Sob a Presidência da Índia, o Direito do Mar entrou na agenda do Conselho de Segurança em Agosto.

Em Agosto, o Direito do Mar e o regime da CONVEMAR ganharam destaque na agenda do Conselho de Segurança das Nações Unidas (CSNU). Após os membros do Conselho compartilharem suas visões em relação à importância da segurança marítima e da proteção dos oceanos para uso legítimo, o Presidente do Conselho em exercício no mês de Agosto, o Primeiro-Ministro da Índia, apresentou um Presidential Statement {Declaração Presidencial} sublinhando as principais conclusões que surgiram das discussões em nome do Órgão. Dentre os vários pontos de vista interessantes compartilhados pelos 15 membros do Conselho durante o encontro, algumas declarações se destacaram devido ao envolvimento do Estado pronunciante em disputas ou controvérsias marinhas atuais, incluindo os membros permanentes do CSNU.
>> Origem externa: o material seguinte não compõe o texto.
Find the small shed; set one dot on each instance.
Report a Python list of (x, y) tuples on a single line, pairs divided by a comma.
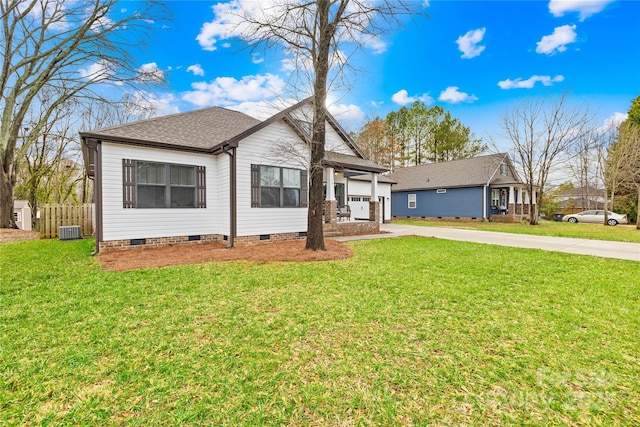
[(22, 214)]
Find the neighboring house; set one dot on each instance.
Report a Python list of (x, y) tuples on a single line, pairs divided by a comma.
[(215, 175), (480, 188), (22, 214)]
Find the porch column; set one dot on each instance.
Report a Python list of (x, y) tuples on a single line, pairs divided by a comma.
[(511, 206), (374, 204), (330, 204)]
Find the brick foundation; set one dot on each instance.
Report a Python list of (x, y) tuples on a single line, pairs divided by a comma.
[(344, 229), (114, 245), (441, 218), (358, 228), (266, 238)]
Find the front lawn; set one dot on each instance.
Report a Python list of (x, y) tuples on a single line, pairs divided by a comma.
[(619, 233), (410, 331)]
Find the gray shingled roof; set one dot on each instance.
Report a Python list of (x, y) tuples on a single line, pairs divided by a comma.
[(206, 129), (472, 172), (351, 162), (367, 178), (199, 129)]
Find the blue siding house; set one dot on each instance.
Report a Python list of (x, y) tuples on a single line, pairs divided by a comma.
[(480, 188)]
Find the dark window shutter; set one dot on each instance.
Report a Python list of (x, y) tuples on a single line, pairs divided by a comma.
[(201, 187), (304, 189), (128, 183), (255, 186)]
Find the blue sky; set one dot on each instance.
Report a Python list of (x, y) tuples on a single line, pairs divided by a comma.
[(475, 58)]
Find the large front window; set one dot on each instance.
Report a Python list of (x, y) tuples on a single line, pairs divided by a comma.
[(161, 185), (279, 187)]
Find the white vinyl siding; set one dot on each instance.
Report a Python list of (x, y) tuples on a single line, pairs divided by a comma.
[(122, 224), (362, 190)]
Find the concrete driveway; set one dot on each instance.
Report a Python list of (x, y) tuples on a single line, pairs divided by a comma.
[(601, 248)]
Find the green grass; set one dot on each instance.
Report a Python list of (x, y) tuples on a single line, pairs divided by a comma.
[(620, 233), (409, 331)]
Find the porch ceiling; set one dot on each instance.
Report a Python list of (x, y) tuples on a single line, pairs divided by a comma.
[(344, 161)]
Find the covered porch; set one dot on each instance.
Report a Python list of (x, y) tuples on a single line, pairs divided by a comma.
[(510, 203), (338, 214)]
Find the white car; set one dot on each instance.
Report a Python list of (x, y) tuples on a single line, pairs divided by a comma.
[(596, 217)]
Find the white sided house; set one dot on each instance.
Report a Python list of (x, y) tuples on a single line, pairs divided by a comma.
[(216, 175)]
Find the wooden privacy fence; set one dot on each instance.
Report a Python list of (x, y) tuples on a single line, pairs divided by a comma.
[(52, 217)]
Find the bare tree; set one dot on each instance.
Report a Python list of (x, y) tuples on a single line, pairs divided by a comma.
[(65, 48), (542, 133), (321, 35), (623, 162)]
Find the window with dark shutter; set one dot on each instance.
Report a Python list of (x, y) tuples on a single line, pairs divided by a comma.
[(201, 189), (255, 186), (304, 189), (128, 184), (163, 185), (277, 187)]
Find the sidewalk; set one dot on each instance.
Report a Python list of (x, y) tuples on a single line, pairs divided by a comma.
[(601, 248)]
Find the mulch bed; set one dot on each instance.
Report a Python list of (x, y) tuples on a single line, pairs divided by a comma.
[(289, 251)]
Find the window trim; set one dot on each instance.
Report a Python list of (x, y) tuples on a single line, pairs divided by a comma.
[(256, 187), (130, 185), (412, 199)]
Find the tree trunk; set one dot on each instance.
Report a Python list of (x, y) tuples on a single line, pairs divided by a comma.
[(315, 231), (638, 213), (533, 209), (6, 200)]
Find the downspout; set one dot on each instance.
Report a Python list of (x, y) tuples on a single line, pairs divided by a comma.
[(97, 194), (486, 187), (232, 197)]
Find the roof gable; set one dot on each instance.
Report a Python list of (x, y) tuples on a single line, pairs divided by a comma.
[(473, 172), (198, 129)]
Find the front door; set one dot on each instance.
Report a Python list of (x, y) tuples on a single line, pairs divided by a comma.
[(340, 196)]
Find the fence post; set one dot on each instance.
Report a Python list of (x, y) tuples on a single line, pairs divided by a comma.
[(52, 217)]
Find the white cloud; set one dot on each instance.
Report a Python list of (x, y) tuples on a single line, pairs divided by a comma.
[(99, 71), (101, 24), (558, 41), (196, 69), (145, 104), (226, 91), (229, 22), (530, 82), (468, 44), (612, 122), (150, 73), (453, 95), (585, 8), (402, 98)]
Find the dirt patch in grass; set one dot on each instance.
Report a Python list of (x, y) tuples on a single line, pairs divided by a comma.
[(291, 251), (10, 235)]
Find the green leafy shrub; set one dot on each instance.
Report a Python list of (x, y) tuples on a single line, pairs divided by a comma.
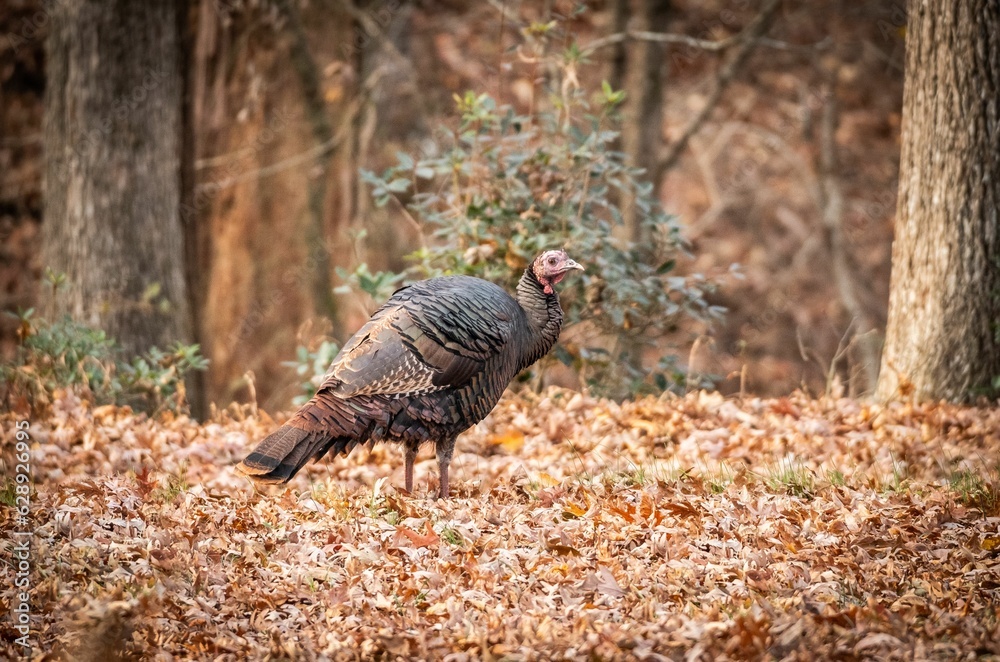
[(312, 364), (504, 187), (67, 354)]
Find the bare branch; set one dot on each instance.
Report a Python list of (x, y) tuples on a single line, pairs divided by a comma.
[(748, 39), (832, 209), (310, 155)]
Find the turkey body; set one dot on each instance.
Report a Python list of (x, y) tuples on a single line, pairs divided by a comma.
[(430, 363)]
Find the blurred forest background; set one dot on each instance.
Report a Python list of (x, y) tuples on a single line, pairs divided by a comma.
[(771, 130)]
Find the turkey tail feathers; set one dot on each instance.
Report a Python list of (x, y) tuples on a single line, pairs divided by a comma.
[(281, 454)]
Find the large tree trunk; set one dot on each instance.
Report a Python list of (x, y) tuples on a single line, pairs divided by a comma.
[(112, 140), (944, 306)]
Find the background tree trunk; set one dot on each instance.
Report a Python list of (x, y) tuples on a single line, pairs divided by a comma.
[(944, 306), (112, 141)]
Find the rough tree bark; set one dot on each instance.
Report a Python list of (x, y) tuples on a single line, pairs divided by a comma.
[(944, 307), (112, 182)]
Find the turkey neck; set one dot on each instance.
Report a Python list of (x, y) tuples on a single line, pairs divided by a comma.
[(544, 317)]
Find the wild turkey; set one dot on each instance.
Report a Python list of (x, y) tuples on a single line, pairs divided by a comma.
[(430, 363)]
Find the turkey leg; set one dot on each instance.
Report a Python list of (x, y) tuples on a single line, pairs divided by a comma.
[(411, 455), (444, 451)]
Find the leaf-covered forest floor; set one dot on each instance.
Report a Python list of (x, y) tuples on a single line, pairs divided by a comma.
[(676, 528)]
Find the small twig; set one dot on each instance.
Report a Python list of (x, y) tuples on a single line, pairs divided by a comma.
[(748, 39)]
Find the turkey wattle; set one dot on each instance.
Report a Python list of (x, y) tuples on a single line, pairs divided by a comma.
[(430, 363)]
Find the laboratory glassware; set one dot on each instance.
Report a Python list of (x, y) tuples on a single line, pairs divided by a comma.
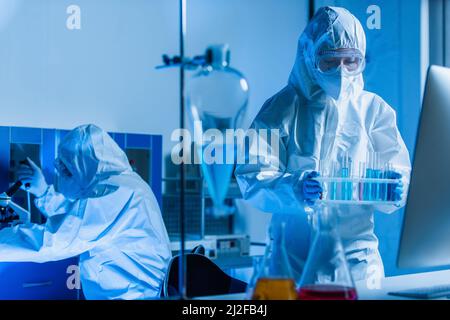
[(326, 275), (217, 97), (275, 279)]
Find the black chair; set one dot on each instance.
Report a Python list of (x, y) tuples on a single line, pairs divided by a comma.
[(203, 277)]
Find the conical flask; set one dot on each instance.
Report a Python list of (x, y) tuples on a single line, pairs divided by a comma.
[(217, 97), (326, 275), (275, 280)]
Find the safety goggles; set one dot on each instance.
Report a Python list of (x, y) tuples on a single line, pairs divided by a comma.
[(61, 168), (350, 61)]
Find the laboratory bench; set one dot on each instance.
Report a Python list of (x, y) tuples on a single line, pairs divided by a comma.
[(39, 281), (387, 285)]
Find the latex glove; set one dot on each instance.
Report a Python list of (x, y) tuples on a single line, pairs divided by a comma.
[(311, 189), (395, 191), (32, 178)]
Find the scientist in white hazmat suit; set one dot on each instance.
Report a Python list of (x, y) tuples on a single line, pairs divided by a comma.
[(102, 211), (324, 114)]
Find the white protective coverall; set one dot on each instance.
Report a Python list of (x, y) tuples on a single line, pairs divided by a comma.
[(112, 220), (315, 127)]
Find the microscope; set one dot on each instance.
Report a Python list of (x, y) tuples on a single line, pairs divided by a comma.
[(11, 213)]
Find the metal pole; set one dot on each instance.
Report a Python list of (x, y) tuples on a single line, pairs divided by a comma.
[(312, 9), (182, 261)]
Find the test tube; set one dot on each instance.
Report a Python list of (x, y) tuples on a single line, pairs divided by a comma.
[(376, 174), (368, 174), (362, 170), (333, 185)]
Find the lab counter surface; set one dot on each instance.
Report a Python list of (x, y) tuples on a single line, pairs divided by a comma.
[(390, 284)]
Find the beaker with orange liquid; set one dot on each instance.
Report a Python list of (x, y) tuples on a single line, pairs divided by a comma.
[(326, 275), (274, 278)]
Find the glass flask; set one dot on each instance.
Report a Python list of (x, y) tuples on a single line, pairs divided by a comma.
[(275, 280), (326, 275), (217, 97)]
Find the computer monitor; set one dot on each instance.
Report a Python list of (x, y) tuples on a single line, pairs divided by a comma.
[(425, 239)]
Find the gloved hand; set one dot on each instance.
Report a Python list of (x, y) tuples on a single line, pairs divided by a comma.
[(311, 189), (395, 191), (32, 178)]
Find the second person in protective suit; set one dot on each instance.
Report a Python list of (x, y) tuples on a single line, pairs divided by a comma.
[(102, 211), (323, 115)]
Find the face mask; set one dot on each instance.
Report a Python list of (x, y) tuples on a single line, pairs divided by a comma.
[(336, 86), (68, 187)]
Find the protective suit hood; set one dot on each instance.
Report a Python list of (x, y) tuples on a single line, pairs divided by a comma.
[(331, 28), (91, 156)]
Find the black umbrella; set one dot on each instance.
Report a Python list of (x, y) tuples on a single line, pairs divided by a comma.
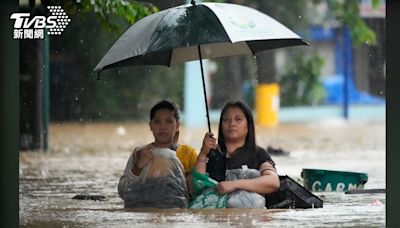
[(197, 31)]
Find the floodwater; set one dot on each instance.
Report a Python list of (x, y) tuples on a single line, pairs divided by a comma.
[(88, 158)]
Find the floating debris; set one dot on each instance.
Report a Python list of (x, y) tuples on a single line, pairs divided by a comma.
[(89, 197)]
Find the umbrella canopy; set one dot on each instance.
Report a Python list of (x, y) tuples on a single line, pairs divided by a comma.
[(196, 31)]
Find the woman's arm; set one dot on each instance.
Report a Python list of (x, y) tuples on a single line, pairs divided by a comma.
[(268, 182)]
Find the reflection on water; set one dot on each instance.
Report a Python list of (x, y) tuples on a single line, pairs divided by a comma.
[(89, 159)]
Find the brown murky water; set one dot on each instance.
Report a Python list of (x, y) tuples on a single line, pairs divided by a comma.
[(89, 159)]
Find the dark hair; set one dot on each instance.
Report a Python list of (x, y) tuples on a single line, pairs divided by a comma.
[(250, 143), (165, 104)]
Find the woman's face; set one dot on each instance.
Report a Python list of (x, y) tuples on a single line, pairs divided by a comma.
[(234, 125), (164, 126)]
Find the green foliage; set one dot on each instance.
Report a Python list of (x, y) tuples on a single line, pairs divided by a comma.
[(347, 12), (301, 84)]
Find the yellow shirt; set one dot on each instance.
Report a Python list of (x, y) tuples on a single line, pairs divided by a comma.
[(187, 155)]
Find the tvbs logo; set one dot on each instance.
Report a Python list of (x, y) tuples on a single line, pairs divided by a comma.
[(26, 28)]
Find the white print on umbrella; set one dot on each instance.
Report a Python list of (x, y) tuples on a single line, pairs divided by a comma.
[(26, 28)]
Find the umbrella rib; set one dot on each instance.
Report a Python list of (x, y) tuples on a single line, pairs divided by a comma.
[(158, 24)]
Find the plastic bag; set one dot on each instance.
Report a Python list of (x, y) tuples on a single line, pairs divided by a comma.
[(161, 183), (163, 164), (205, 194), (243, 198)]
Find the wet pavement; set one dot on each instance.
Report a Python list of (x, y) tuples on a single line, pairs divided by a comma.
[(89, 159)]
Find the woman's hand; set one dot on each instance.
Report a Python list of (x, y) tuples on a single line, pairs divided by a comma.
[(226, 187), (209, 142), (144, 156)]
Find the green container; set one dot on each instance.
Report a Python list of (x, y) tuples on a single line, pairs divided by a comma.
[(320, 180)]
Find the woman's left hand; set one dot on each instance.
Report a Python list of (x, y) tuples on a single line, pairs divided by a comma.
[(226, 187)]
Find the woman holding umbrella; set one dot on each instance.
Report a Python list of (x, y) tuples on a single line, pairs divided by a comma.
[(237, 150), (164, 124)]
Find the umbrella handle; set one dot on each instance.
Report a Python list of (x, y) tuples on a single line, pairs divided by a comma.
[(204, 88)]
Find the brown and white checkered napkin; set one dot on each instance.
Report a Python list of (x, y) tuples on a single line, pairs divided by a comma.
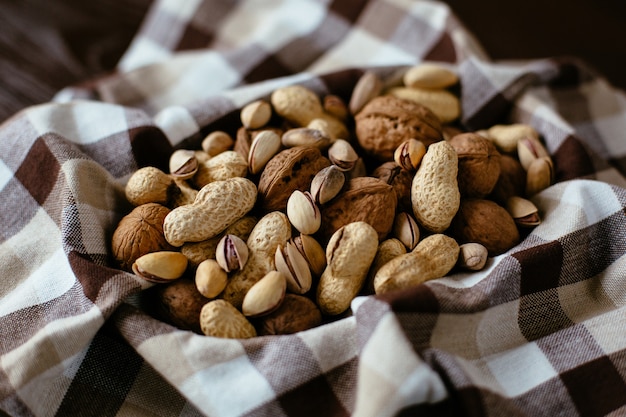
[(539, 332)]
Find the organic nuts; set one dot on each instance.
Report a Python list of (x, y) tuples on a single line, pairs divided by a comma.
[(217, 142), (400, 179), (295, 314), (349, 254), (183, 164), (432, 258), (523, 211), (293, 265), (485, 222), (472, 256), (264, 146), (291, 169), (297, 104), (218, 318), (429, 75), (505, 137), (256, 114), (539, 176), (435, 193), (231, 253), (218, 205), (409, 154), (303, 213), (312, 252), (151, 185), (178, 303), (270, 232), (343, 155), (388, 249), (530, 148), (387, 121), (159, 267), (511, 182), (406, 230), (305, 136), (445, 105), (479, 164), (335, 106), (368, 86), (327, 184), (265, 295), (138, 233), (228, 164), (365, 199), (210, 278)]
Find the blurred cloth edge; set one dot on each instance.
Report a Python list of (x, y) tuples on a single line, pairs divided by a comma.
[(524, 337)]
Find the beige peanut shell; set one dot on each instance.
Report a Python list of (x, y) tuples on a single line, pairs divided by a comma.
[(218, 205), (435, 195)]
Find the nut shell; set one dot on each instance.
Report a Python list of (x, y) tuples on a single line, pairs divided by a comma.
[(365, 199), (485, 222), (386, 121), (479, 164), (291, 169), (138, 233)]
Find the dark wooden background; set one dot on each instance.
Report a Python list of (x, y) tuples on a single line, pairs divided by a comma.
[(48, 44)]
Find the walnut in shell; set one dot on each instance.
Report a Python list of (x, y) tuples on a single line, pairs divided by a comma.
[(138, 233)]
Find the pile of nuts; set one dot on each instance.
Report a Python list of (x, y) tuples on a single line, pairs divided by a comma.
[(317, 200)]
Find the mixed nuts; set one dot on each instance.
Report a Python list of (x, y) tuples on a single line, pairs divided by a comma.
[(275, 227)]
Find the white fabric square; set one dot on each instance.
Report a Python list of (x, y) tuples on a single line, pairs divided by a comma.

Vladimir Putin, Presidente da Federação Russa, afirmou que a Rússia promove uma aderência estrita às normas e aos princípios chaves, como o respeito à soberania, à não-intervenção em assuntos domésticos, e à resolução pacífica de disputas através do diálogo. Ele disse que seu país está fazendo muito para fortalecer o Estado de Direito internacional na segurança marítima, especialmente ao engajar em larga extensão nesses assuntos no âmbito das Nações Unidas e em múltiplas instâncias regionais, incluindo o Grupo de Contato sobre Pirataria na costa da Somália, o fórum regional da Associação de Nações do Sudeste Asiático (ASEAN), e nas cúpulas do Leste Asiático. Após reiterar a experiência da Rússia com operações antiterroristas e de prevenção de crimes, ele propôs o estabelecimento de uma estrutura especial dentro das Nações Unidas para endereçar diretamente a luta contra crimes marítimos em várias regiões, baseada no apoio pelos Estados Membros, o que iria engajar especialistas, a sociedade civil, a academia e o setor privado.[1]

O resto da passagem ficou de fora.